Leggo tra le pagine queste tre parole e ripenso.
Sua moglie, una signora timidamente gentile, rispettosa del silenzio, amante dell'ammirazione. Piccola. Non faceva altro che portare vassoi riempiti di bottiglie, bicchieri, bibite. E ancora dolcetti e biscotti. "È per voi, vi prego, è per voi."
Questa è la sorpresa dei ricordi ritrovati senza chiederlo, quasi per sbaglio, di soppiatto. Nella confusione del riordino di primavera scivolano per terra fogli da taccuino. La scrittura è la mia. E quello che mi stuzzica la memoria è un incontro, un racconto, una storia – la storia – e un uomo meraviglioso. Tognè d'Cai.

Lui è Antonio Pagani.
Sarebbe poesia se dicessi che è diventato cieco perché i ricordi gli bastavano e che comunque c'era molto ancora da guardare. Si diventa ciechi per vecchiaia, perché qualcosa muore. Non c'è poesia in questo.
Eppure nel 1945 finse la cecità e solo così si salvò dalla deportazione. Dopo 50 anni il buio è arrivato davvero, come a riscattarsi giocando un brutto scherzo. Ma la parola corre. E il suo orgoglio sbarluccica.
Di anni ne ha molti. È nato nel 1925. Ad Alfonsine, certo. Certo, perché qui vivo anch'io, dalla parte vecchia del paese, dalla parte dove c'era il Cafè d'Cai.Ora Tonino invece abita in un appartamento tranquillo a Cervia. Dal balcone si scorge il mare. "È bello qui in inverno quando non c'è nessuno" si permette la moglie.
Ma Antonio è concentrato. Vuole che un libro venga terminato. "Perché bisogna essere fieri" dice. Fieri di essere quello che si è stati. E fieri di quello che si è scelto di non essere.
Tonino, fin da piccolo, aiutava la famiglia nel Cafè d'Cai. La bellezza di questo bar erano forse il biliardo, il gelato, la radio-giradischi e i clienti.
"Me li ricordo ancora tutti i nostri clienti di allora,
potrei menzionarli uno ad uno con i loro soprannomi,
farei un elenco molto lungo,
ma temo che, se ne lasciassi indietro qualcuno, mi dispiacerebbe."
Il Caffè Victoria, detto Cafè d'Cai, era il ritrovo dove braccianti, contadini, muratori si incontravano a bere, mangiare e discutere.Era conosciuto come un nido di antifascisti.

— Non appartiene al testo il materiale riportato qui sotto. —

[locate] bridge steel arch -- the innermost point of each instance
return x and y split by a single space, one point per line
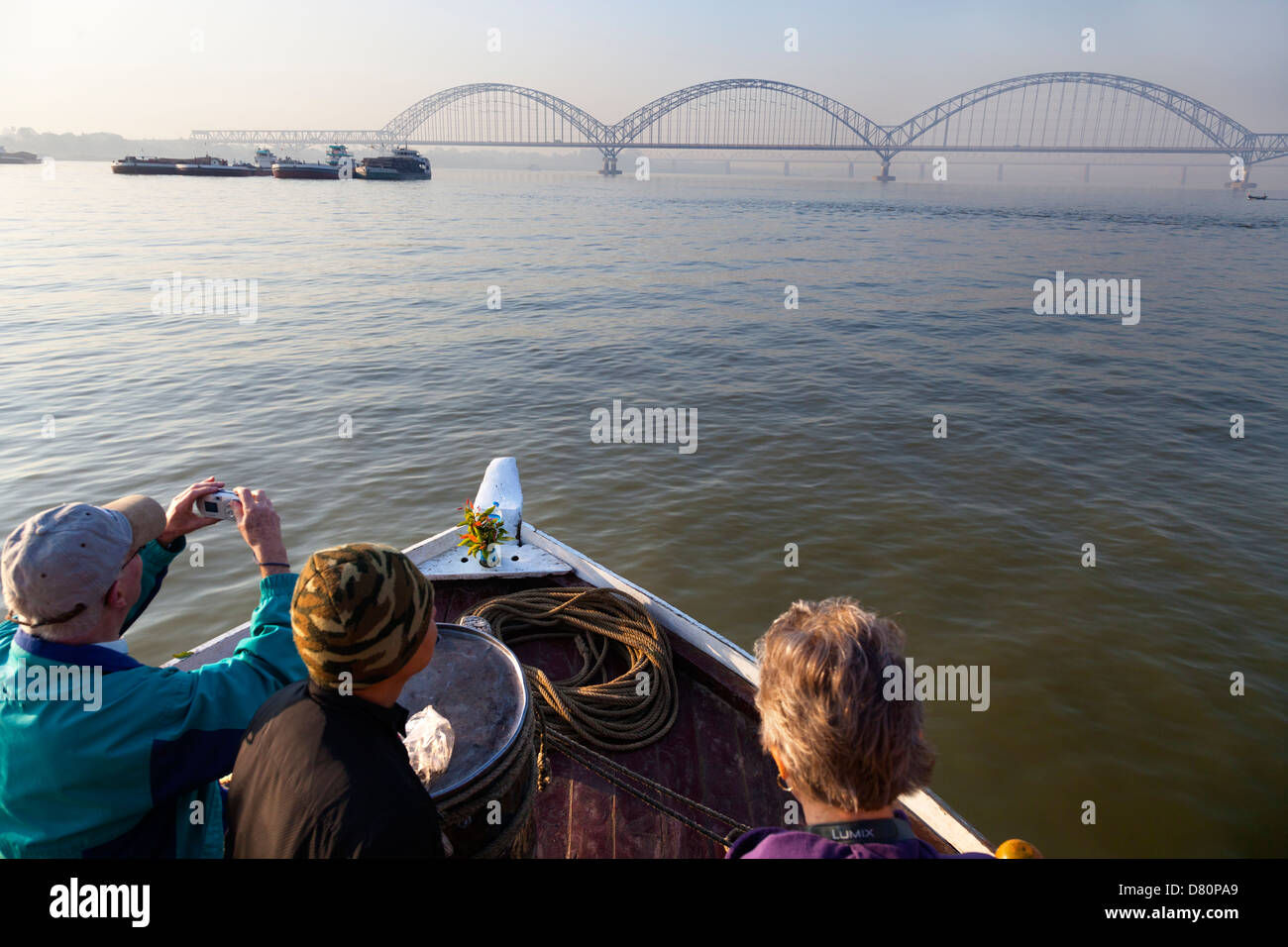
750 110
1225 133
631 129
402 127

Ma Antonio spiega che a quei tempi gli antifascisti erano tutti quelli che avevano un'opinione e che quindi parlavano e chiedevano e scambiavano pareri, sulla guerra, sul partito, sulla vita. Erano repubblicani, erano comunisti, socialisti, erano anche cattolici.
Ma non continuerò con le citazioni. Antonio Pagani quel libro è riuscito a finirlo e a pubblicarlo.

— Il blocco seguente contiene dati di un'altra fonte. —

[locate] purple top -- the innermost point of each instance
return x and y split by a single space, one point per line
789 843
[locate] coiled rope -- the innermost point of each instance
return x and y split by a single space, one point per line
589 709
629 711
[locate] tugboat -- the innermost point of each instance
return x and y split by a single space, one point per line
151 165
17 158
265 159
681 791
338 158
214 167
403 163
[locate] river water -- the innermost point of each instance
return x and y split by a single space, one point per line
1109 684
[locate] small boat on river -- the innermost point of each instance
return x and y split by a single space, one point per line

La Casa Editrice è modesta e si chiama La Voce del Senio, le copie erano 1000, ma la soddisfazione infinita. E in seguito lo si è anche regalato al mondo, copiandolo, incollandolo e lasciandolo vagare per il web.

Tonino si è ricordato di episodi veri.
Del suo essere stato bambino e poi ragazzo, durante una guerra di bombe, di occupazione, di morti.

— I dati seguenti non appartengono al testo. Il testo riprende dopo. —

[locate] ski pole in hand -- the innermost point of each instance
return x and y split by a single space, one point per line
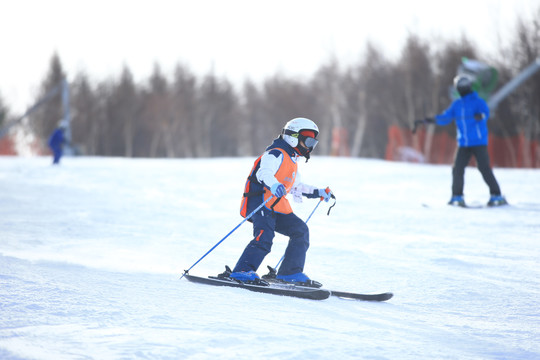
226 236
313 211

Dei tedeschi, che non erano i crucchi che oggi possiamo criticare per la loro maniera di vestire. Allora erano carne e ossa e revolver in mano.
Non c'è sceneggiatura, non c'è copione. Non c'è la maestria di registi acclamati e nemmeno la distribuzione di chi può presentare e vendere ricordi.
Ma c'è stato e c'è quest'uomo che ha vissuto stralci di esistenza che io non saprei nemmeno inventare, se non rovesciandoci sopra una colata, una glassa di letteratura.
Sono rimasti pochi. Preziosi, rari.
Tengo ancora sul comodino gli appunti di quel giorno. Quel pomeriggio in cui strinsi la mano di un uomo semplice, che ha mani grandi e ricolme di lezioni, di paure, di decisioni.
Perché ne scrivo? La mia mano è esile e magra. Dentro ci tengo stretto anche Antonio Pagani.
Sulla porta, salutandoci, mi disse "Sono sicuro che sei bellissima". Le buone maniere che commuovono.
Ce lo tengo davvero stretto, Tognè.
E volevo presentarlo, ecco. Semplicemente.